When planning the work, we were motivated by the astonishingly rapid development of fast, affordable whole genome sequencing (WGS) technologies, which are set to change many aspects of health care. The sheer quantity and complexity of the information generated by genome sequencing, along with ever-changing understanding of the function of genomes in health and disease, presents new challenges for health systems.
The Report reviews the technologies, informatics pipeline and key clinical applications of WGS, and as well as the economic, ethical, legal and social implications and organisational challenges of offering WGS within the UK NHS. The final two policy chapters outline different scenarios for testing, storing and returning results, and contains 10 key recommendations reached with the help of several expert stakeholder workshops.
We concluded that the potential benefits of new high-throughput genome sequencing technologies are substantial, particularly for improved diagnosis and management of inherited diseases and cancer, and more personalised use of treatments and therapies. However, key strategic challenges include the need for NHS biomedical informatics expertise and databases of genomic variation, to allow targeted and evidence-based analyses, and recognising the potential cost savings associated with achieving a molecular diagnosis.

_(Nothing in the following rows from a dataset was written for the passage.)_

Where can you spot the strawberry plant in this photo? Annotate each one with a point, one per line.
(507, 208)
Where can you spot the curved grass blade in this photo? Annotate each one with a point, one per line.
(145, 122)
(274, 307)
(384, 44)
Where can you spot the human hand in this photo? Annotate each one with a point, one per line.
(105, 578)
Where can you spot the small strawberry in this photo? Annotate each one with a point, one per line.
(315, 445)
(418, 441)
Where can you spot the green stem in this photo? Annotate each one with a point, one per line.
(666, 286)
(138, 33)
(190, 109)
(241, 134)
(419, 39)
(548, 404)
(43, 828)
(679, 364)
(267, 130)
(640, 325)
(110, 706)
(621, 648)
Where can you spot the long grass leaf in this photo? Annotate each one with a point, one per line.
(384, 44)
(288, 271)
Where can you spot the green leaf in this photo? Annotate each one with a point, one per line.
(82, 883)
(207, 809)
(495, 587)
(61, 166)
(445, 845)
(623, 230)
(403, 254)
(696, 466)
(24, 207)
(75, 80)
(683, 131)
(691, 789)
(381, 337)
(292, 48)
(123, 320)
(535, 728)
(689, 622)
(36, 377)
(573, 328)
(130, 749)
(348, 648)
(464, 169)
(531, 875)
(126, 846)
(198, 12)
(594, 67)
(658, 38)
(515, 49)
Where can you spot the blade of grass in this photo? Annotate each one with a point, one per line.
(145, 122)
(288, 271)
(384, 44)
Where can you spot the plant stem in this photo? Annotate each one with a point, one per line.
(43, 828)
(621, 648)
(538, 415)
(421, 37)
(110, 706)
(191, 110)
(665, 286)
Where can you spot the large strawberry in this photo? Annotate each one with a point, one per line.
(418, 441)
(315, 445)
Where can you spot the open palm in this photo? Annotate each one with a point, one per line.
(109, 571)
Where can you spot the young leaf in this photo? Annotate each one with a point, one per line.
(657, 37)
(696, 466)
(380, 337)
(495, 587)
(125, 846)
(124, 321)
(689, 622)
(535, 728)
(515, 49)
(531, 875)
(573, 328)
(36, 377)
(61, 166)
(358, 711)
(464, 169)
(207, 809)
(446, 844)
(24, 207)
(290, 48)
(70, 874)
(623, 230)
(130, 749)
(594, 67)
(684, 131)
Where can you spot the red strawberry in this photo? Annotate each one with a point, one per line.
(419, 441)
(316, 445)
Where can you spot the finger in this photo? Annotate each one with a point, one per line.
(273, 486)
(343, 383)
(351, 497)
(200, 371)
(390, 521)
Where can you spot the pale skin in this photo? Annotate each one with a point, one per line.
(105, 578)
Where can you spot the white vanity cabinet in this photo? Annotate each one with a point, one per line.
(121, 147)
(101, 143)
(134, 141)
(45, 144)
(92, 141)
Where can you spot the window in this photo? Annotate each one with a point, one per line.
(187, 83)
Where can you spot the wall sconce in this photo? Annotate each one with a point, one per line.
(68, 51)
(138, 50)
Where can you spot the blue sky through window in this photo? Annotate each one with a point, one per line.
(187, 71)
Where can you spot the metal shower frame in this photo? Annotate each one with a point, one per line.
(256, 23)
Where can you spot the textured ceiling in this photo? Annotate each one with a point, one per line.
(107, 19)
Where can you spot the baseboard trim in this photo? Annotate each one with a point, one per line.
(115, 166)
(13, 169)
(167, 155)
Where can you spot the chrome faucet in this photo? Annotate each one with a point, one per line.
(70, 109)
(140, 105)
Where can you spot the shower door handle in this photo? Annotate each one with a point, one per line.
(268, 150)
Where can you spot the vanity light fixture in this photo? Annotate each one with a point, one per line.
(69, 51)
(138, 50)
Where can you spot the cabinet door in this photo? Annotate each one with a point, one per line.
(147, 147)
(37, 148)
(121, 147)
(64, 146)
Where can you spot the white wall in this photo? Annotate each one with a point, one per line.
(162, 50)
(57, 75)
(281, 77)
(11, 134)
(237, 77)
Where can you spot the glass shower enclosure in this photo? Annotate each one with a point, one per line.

Although not the focus of the report, the impact of direct-to-consumer (DTC) genetic testing is considered briefly in the context of different service delivery models. We made no recommendations about the controversial question of regulation (though the PHG Foundation has previously taken a fairly liberal stance on this issue, calling for proportionate oversight), but concluded that it could become a major driver in the near future once WGS becomes more affordable.
Perhaps one of the most novel conclusions relates to the treatment of incidental findings (i.e. findings that are unrelated to the clinical question) – a very topical issue that will feature more in future GNZ posts. We drew a comparison between incidental findings and opportunistic screening, recommending that incidental findings should be avoided where possible in the clinic, and that more evidence is needed of the population impact of genomic variants before wider genome screening could be considered. Although this might seem controversial to those who are actively debating the ethics of returning such findings to research participants, it perhaps reflects the importance of a public health perspective in the application of genomics.
Disclaimer: I am the lead author of this report.
Caroline, thanks for this – it’s a lot of work. In the UK the infrastructure of Regional Genetics Centres already exists, and is well placed to be the (or a) major route whereby the fruits of the genomic revolution are delivered to the populace. It will require a fair amount of adjustment by clinical geneticists, and significant upskilling in areas such as interpreting genomic data and applying this to therapeutics (an area we have traditionally steered clear of, perhaps). However, it strikes me that this resource is too good to be left to one side. Many of the critical linkages and relationships have already been established.
A comprehensive study. I heard Prof Armand Leroi (Imperial) recently evangelising for standard genome sequencing within the NHS. Would probably save lots of money (and lives) on adverse drugs reactions.